Crap. Something must be up with my sister.

We step outside into the bracing heat dusted with the scent of burned grass. When the sunlight strikes her face, I notice faint lines around her mouth. Man, I suck at ages. She’s older than I originally guessed.

“You look so much like Sophia,” she says.

“Yeah. Too much like our dad, I’m afraid.” My nerves start dancing a jumping-bean jig. Something about her look tells me this is going to be awkward. Does Dad owe them money? I can take care of that. I make plenty doing database programming for a telecommunications startup.

She crosses her arms, struggling to find my eyes. “I’m sorry you lost your father.”

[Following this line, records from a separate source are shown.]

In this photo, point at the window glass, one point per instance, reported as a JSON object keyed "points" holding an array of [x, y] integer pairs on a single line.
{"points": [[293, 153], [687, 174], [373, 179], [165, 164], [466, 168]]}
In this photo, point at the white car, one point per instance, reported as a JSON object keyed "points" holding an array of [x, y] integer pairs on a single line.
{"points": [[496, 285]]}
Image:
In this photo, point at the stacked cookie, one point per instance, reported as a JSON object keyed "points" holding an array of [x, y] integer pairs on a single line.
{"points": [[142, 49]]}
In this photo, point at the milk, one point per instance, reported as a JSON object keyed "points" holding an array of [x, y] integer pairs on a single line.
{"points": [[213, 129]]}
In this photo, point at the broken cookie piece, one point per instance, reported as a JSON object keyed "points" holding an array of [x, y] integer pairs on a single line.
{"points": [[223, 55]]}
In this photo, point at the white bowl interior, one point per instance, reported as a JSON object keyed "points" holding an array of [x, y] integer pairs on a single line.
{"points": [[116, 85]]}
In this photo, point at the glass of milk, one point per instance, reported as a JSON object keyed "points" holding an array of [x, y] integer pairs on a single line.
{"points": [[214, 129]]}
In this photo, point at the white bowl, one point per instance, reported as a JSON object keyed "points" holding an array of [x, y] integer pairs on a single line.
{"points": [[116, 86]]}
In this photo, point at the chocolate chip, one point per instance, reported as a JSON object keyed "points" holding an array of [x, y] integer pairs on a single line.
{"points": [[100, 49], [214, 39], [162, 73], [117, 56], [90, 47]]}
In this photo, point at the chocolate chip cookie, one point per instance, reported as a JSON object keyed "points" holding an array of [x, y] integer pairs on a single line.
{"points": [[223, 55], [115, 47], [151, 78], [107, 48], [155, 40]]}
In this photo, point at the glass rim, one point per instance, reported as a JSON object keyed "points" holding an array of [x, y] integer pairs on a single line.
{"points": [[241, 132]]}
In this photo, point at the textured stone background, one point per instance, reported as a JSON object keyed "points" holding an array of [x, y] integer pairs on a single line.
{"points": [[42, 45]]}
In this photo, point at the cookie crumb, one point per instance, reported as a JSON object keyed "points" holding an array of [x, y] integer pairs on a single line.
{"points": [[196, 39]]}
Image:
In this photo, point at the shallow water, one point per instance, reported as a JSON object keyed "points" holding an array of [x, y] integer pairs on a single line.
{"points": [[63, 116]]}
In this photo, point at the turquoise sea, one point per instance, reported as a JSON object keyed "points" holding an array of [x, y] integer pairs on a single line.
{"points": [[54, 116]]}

I shrug. “Thanks. We didn’t exactly get along, so . . . ” Understatement of the year. He was an abusive monster who’d made our childhoods nightmarish with physical and verbal abuse, not to mention the ongoing sexual comments he made to Sophia that perpetually freaked her out. After Mom died, I’d tried to get the county people to step in and take Sophia out of the house. I failed because there wasn’t enough evidence that Dad was abusing his disabled daughter to interfere. Dad hated me for it and cut off contact between me and Sophia. I didn’t even know if they were safe during the fire. I had friends cast runes and do tarot readings to reassure me when relatives didn’t respond to my calls.

“I want to apologize,” she says at last.

“For what? Taking care of my sister’s hair? I should be thanking
you
. She can be a handful with her tantrums.”

She looks down. “We should have reported him.”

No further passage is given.